Security Analysis of Transaction Authorization Methods for Next Generation Electronic Payment Services

摘要

Real-world and ubiquitous human-computer interactions require payment processes that have to be instant, convenient and interoperable. However, these functional requirements are in opposition to one of the most significant non-functional requirement: security of the payment process. A number of various attacks on confidentiality of payment or payer data, integrity, authenticity and non-repudiation of payment transaction, as well as on availability of the payment service are reported. Next generation electronic payment services utilize wide range of payment authorization methods. Security analysis of authorization methods described in this paper includes four sequential phases. The first one is identification of relevant authorization methods related to payment authorization in various scenarios. The second one is identification of classes of vulnerabilities and threats that are, or potentially can be, related to transaction authorization processes. The third phase comprises analysis of risks resulting from possible impact of the threats on the authorization methods.
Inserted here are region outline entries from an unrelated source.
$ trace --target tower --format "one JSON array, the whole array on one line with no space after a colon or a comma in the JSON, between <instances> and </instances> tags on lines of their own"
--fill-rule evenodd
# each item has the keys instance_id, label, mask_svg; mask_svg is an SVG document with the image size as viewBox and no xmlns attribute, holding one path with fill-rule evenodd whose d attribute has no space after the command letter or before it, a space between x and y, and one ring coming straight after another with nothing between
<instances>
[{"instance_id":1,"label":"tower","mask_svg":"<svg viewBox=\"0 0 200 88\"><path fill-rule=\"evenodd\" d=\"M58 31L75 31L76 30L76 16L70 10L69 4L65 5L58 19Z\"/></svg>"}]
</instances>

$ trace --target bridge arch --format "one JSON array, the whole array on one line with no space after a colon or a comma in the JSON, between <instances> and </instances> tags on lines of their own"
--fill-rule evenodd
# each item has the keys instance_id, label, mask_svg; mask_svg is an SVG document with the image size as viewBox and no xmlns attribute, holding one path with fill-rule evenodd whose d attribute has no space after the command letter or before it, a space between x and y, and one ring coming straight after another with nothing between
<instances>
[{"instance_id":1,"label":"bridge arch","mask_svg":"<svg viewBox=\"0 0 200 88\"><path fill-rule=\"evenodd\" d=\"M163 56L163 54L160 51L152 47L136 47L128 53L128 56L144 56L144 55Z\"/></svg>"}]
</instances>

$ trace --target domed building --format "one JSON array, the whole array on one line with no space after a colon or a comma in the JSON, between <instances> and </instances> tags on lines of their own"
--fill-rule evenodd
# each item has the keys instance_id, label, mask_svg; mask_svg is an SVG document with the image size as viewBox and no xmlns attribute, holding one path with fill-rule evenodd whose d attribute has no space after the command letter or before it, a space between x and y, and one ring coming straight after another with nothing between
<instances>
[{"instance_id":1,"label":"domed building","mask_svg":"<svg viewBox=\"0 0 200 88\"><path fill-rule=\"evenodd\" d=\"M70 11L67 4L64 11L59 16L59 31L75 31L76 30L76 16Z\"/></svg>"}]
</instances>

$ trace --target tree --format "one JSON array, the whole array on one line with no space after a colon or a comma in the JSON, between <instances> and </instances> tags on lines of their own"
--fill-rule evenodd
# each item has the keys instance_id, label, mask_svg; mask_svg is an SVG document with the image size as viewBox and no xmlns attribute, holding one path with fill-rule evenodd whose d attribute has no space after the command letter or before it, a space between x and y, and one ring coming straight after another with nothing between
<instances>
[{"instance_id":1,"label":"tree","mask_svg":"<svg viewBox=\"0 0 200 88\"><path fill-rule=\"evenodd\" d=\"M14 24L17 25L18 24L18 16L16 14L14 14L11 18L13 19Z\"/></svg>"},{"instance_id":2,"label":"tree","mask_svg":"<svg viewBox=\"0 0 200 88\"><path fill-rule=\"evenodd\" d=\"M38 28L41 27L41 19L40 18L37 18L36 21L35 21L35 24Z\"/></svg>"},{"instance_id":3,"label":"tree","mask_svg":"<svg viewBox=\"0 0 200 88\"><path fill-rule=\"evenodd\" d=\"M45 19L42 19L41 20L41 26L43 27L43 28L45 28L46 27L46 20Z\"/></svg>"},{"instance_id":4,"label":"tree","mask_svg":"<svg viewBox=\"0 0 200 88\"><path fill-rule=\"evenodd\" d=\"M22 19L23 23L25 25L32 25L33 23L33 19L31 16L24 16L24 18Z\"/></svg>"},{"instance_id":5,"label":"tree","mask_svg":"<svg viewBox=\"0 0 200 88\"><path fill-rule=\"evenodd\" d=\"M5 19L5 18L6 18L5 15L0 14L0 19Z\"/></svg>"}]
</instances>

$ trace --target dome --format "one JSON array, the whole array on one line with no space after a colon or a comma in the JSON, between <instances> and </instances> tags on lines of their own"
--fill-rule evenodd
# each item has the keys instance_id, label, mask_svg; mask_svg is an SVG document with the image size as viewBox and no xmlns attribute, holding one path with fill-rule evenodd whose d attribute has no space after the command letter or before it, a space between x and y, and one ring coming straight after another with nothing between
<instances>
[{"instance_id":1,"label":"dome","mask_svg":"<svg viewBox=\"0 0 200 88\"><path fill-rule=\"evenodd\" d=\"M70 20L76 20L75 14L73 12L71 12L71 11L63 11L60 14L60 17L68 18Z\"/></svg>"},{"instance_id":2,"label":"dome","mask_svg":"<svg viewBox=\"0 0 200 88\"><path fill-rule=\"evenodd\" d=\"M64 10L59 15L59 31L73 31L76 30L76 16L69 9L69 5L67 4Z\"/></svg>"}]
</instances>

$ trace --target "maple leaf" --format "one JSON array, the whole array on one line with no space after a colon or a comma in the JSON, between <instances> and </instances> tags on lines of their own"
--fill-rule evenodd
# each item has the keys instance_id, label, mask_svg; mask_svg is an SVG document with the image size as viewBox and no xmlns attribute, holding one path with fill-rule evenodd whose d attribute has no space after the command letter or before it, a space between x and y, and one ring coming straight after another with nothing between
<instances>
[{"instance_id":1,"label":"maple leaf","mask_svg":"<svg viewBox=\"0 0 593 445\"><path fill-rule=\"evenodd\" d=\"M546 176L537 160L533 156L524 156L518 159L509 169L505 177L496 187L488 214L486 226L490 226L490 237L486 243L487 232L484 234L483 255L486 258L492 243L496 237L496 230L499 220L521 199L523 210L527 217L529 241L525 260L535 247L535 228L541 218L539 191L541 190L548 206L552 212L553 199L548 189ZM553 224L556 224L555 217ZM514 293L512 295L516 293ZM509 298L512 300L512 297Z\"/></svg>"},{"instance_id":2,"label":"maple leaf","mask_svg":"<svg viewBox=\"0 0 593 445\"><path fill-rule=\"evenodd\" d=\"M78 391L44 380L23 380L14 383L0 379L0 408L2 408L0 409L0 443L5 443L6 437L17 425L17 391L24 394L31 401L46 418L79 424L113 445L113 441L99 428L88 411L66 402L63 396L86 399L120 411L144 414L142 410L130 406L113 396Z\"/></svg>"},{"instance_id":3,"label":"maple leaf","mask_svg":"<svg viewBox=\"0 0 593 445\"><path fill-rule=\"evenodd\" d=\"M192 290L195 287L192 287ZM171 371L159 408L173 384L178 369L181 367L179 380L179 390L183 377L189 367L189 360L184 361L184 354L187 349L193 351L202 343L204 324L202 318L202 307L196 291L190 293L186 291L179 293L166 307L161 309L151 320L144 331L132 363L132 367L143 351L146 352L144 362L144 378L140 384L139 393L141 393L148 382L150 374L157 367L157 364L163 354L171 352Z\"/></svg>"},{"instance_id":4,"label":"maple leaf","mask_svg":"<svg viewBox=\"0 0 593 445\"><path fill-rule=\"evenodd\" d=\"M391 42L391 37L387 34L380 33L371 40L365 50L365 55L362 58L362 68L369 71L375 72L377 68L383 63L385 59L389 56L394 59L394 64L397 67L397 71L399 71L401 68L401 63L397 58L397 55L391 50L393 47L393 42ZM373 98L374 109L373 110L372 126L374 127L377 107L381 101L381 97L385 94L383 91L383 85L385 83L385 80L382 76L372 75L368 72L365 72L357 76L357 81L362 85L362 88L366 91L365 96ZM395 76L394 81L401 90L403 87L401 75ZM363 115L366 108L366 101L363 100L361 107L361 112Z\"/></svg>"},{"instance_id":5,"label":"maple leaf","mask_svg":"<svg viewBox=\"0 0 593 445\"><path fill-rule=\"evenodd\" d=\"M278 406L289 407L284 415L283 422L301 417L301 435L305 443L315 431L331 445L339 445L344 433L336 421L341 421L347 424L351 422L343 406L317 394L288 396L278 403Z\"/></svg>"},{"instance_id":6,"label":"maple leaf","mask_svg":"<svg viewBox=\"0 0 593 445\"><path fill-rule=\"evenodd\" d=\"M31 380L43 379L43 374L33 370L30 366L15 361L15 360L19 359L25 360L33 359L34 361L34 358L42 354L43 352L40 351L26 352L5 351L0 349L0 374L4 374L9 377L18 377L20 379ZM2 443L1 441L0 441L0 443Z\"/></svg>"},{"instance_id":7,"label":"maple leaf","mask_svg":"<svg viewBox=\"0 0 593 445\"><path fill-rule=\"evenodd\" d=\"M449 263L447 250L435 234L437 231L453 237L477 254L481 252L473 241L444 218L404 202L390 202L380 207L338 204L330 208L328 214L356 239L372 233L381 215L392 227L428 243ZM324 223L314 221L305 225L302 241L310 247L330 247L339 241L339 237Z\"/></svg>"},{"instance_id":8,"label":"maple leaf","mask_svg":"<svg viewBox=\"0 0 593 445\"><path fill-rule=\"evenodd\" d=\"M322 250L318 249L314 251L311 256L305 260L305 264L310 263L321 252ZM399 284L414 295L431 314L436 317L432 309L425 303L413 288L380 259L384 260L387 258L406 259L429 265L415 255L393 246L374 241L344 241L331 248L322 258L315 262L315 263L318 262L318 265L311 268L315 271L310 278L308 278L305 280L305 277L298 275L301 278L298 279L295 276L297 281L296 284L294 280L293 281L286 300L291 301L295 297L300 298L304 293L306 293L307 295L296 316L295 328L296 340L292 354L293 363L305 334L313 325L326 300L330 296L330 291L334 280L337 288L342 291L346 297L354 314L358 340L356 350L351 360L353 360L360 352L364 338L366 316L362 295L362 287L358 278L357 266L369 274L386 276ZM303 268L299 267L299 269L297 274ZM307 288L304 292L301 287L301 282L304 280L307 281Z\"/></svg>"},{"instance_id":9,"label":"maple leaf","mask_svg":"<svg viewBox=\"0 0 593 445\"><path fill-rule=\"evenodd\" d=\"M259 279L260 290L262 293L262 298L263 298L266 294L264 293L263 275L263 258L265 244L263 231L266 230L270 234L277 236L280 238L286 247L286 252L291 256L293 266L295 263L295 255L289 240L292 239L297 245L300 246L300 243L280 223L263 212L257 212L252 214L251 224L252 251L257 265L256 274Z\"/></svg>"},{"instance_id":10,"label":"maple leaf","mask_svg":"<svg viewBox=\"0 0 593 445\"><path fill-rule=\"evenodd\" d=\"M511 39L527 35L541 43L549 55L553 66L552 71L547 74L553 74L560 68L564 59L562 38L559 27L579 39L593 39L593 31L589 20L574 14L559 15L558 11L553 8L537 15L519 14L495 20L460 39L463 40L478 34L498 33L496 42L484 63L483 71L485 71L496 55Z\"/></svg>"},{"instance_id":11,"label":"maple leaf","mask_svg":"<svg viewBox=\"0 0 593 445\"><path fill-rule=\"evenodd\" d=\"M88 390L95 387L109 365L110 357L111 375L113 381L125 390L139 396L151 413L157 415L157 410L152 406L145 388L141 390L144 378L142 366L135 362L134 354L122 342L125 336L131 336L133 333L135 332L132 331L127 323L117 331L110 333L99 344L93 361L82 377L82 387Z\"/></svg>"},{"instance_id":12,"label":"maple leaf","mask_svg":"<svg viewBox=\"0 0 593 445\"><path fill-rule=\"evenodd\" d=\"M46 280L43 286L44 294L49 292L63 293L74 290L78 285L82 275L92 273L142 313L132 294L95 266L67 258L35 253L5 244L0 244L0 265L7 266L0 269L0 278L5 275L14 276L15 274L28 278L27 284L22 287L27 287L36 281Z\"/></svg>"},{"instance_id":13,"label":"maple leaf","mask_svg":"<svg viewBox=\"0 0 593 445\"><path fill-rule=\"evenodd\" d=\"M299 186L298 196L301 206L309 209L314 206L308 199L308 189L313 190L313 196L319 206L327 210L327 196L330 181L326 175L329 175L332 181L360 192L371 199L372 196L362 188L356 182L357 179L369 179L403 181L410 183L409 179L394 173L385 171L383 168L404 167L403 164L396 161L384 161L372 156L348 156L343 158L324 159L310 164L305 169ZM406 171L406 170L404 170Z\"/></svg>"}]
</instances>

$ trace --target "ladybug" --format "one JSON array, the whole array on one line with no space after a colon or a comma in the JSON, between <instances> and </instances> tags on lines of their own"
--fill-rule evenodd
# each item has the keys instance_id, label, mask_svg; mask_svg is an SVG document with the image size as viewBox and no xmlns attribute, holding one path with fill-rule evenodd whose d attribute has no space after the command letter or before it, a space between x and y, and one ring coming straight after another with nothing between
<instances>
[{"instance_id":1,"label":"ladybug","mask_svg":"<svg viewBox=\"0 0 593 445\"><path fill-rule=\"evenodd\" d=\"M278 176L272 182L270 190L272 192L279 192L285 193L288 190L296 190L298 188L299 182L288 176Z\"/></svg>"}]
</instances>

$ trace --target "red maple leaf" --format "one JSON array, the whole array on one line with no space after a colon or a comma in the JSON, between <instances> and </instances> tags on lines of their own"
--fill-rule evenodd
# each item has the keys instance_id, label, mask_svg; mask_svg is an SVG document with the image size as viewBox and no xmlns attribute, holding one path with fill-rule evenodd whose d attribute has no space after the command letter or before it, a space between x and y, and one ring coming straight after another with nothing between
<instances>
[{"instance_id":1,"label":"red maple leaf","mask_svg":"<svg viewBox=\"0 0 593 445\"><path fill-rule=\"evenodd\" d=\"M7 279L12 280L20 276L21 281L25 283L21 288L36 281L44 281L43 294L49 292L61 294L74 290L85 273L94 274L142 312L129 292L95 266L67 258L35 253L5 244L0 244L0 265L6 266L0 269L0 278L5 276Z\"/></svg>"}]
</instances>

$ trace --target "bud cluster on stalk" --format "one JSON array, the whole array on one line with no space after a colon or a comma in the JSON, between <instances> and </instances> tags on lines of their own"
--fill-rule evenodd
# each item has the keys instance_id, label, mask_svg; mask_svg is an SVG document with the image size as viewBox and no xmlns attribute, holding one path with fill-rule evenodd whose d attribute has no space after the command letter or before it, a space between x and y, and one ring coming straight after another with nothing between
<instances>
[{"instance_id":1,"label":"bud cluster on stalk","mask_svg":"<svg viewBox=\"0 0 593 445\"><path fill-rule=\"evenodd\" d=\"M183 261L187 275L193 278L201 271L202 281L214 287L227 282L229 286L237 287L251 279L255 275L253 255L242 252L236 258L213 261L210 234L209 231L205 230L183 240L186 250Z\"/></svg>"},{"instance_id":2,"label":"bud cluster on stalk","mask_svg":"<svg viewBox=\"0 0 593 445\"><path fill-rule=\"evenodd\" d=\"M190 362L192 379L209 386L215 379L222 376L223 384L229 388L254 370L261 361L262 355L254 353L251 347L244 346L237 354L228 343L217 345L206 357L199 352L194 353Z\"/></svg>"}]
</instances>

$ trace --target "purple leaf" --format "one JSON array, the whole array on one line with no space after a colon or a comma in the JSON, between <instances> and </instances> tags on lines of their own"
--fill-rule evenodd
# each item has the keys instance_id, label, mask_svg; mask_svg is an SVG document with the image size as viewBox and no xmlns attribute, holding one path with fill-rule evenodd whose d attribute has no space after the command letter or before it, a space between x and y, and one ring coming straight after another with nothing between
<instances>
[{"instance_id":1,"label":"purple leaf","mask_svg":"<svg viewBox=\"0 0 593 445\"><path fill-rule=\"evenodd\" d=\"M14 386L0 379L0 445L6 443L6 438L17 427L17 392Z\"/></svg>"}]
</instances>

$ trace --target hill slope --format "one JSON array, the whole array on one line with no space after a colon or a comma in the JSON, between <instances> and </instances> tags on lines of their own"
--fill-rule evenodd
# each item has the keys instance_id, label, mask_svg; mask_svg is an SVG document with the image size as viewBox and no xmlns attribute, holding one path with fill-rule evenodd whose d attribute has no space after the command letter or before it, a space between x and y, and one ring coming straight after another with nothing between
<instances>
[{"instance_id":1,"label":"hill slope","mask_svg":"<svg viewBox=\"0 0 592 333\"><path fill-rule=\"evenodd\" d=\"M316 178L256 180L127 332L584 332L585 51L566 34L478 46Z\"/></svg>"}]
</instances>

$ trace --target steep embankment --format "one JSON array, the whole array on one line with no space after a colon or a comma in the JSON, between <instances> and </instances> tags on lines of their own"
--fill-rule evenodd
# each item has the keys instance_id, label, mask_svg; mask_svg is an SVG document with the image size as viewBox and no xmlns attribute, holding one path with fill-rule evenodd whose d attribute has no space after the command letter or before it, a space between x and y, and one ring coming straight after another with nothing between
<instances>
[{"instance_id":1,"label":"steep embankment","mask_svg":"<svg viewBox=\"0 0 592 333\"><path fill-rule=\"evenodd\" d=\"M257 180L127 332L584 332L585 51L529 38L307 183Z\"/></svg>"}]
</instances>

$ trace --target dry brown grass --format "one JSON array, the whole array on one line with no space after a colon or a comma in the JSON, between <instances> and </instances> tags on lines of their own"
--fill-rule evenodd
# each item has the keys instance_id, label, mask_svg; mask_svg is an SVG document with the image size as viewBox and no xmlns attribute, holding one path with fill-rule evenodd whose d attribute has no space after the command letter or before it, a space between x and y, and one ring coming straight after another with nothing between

The fourth phase covers identification of all types of countermeasures that can be applied against risks identified in the previous phase. The result of presented work can be useful in a number of risk analysis scenarios. Especially in those, where security of composed system is analyzed, which means a system that supports a number of assets, electronic payments methods, and countermeasures or security controls in various scenarios when they are simultaneously used and interact with each other.